LA VINCITA. In vacanza secondo il legale. Mentre per gli inquirenti i tre erano riuniti, assieme a un quarto bandito e forse a un quinto complice, per mettere a segno la rapina, convinti di trovare parecchi soldi in casa Martelli. Si era sparsa la voce che il medico avesse vinto una grossa somma di denaro lo scorso anno. Motivo che avrebbe attirato l’attenzione dei rapinatori, sicuri di trovare parecchio contante in casa della coppia.
LA DONNA. Altra voce quella che vede una donna romena coinvolta nella rapina.
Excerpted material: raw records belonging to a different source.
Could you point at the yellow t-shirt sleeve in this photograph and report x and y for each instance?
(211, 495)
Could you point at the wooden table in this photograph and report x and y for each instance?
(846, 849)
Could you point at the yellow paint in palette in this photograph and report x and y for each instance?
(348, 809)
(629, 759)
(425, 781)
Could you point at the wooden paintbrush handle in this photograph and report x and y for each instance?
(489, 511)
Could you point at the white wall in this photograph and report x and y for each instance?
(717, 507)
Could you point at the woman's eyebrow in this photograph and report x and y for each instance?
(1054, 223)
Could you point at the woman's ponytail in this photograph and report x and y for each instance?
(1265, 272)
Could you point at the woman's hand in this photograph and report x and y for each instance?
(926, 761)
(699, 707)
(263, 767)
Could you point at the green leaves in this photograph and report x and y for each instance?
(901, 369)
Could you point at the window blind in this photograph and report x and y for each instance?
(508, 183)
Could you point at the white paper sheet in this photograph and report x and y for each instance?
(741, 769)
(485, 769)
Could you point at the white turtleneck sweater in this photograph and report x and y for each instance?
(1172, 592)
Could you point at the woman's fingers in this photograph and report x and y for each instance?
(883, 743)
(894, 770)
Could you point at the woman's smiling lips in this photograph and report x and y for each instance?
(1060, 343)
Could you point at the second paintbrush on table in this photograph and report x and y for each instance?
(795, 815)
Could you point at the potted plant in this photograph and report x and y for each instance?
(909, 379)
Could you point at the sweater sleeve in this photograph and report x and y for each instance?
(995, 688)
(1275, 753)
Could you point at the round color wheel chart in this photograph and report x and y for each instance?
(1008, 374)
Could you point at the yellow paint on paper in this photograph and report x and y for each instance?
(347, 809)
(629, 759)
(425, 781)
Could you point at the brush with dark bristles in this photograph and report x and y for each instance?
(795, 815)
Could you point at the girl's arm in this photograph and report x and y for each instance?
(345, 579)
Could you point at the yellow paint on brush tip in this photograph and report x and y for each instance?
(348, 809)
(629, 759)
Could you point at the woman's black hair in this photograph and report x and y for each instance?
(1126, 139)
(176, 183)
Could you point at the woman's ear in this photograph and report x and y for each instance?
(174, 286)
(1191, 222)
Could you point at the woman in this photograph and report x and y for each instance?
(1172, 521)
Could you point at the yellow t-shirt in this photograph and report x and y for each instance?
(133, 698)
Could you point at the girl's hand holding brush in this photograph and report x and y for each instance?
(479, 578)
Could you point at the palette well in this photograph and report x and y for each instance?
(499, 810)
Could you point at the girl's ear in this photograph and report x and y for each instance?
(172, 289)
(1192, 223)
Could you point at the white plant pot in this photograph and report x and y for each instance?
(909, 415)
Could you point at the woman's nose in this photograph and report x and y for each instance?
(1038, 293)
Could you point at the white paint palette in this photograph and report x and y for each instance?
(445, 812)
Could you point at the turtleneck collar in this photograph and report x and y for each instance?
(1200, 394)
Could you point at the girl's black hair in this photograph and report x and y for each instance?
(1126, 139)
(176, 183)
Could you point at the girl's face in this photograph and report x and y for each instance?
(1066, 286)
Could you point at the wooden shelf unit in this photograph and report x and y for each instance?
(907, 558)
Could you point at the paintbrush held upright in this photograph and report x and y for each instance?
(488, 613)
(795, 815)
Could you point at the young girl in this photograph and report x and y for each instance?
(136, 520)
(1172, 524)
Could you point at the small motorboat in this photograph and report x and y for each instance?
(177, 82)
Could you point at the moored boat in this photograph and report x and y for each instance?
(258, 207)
Non avrebbe partecipato all’assalto, ma potrebbe aver fornito elementi utili ai connazionali in quanto collaboratrice familiare dei Martelli. Che invece escludono categoricamente di avere, o aver avuto, badanti o collaboratrici domestiche romene. Ne hanno una, italiana, che li aiuta da 30 anni.
LE ALTRE VITTIME. Importanti nelle indagini anche i ruoli delle altre vittime. Come Massimiliano Delle Vigne che il 5 settembre 2017 subì una rapina in villa assieme alla moglie. I due furono presi a manganellate e a calci e pugni. «Sono le stesse persone, ne sono sicuro. Anche se ho visto solo occhi dietro a un cappuccio. E voci. Ma tutto combacia. Il capo forse è un pugliese, e gli altri sono dell'Est Europa» ha detto Delle Vigne agli inquirenti. Pronto a fare un riconoscimento fotografico Domenico Iezzi, commerciante 73enne di San Vito Chietino, vittima di una rapina molto simile a quella dei Martelli, nel marzo scorso. Rapina cruenta, in cui lo pestarono e un bandito gli tagliò un dito. «Li hanno presi? Bravi», ha sottolineato Iezzi, «se me li dovessero far vedere in faccia, forse potrei riconoscerli. Mentre era lì a gonfiarmi di botte, uno ha alzato leggermente il passamontagna. E mi ha urlato di non guardarlo. Fatemi vedere qualche foto».